ANGEL FRANCO: I did this photograph of the sun trying to come... to pierce through this cloud of smoke and fire of where the World Trade Centers used to be. And as I was shooting that moment, I realized that I wasn't covering news anymore. I was covering history, you know, of America being under attack. I went through this experience where I realized that, "God, there must be a lot of people dead now." And I realized that the Trades weren't there anymore, that my life had changed, and the life in America that I knew had changed. As I approached the area, which is now called Ground Zero, I saw all these fire trucks lined up. Half of them were buried, covered with whatever was left of the Trade Centers, and you could hear the crackling of the fires; they were still going. Firefighters were calling out for their friends, partners, for probees, you know, guys that just came out of the academy, and they couldn't hear anyone coming back. And then when they realized that they were the ones that had survived, they started hosing down the areas of the fire. They started this digging-out process, and trying to recover whoever was underneath the rubble. And they just kept digging.

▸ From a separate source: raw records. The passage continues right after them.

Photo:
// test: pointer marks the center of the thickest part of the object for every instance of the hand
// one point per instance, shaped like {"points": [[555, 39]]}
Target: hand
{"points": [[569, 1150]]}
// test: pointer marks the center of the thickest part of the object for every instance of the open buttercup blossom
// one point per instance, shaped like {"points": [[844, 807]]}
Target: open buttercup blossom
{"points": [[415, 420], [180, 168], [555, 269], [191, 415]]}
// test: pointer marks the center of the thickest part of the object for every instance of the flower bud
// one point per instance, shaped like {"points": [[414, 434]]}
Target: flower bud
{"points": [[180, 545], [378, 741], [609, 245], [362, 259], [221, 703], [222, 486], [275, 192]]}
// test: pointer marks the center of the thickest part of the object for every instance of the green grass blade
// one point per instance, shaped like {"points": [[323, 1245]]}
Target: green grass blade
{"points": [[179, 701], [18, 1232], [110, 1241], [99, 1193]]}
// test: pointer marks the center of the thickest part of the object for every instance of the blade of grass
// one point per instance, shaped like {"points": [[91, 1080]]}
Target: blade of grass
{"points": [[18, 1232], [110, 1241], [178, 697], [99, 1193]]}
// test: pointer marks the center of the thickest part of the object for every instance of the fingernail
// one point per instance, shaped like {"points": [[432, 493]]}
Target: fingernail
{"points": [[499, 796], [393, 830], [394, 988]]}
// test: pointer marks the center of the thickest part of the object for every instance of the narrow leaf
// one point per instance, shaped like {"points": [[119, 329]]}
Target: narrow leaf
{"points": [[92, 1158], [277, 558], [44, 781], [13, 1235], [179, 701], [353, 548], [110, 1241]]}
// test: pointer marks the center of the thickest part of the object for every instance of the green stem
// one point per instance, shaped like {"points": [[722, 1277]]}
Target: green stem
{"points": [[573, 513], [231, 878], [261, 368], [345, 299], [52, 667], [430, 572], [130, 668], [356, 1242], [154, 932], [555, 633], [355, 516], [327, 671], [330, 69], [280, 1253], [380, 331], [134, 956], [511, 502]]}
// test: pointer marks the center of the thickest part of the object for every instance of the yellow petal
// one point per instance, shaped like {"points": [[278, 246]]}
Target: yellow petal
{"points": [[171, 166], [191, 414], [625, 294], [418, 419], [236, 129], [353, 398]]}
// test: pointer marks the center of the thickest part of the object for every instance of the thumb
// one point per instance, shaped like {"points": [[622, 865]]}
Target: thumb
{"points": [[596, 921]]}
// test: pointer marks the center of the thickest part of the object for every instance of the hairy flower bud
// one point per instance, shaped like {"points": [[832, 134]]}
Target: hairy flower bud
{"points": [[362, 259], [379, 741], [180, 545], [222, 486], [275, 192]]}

KRISTA NILES, Photographer: The devastation was so complete, the firefighters did not know how to start. Not only were they coming to terms with just the sheer devastation, there were thousands of people, including their own, inside each building as each tower fell. How can you start? You can't. The firefighter in the center has just been confirmed that his brother, who was also a firefighter, was in Tower 2 as it collapsed. They almost had to force him to allow them to hug him. And as soon as they touched him, the bravado just melted away.
CHANGE W. LEE: Around 3:00, we were right on the west part of the World Trade Center. The towers kept burning. And it was burning like that for hours. There was firefighters climbing ladders to go inside the building to see if there was any survivors. And they were doing everything they could, you know. I don't... nobody there never seen anything like that. There was one firefighter on the street sort of sitting and not thinking. They were lost, they were devastated. And Manhattan has never been that quiet.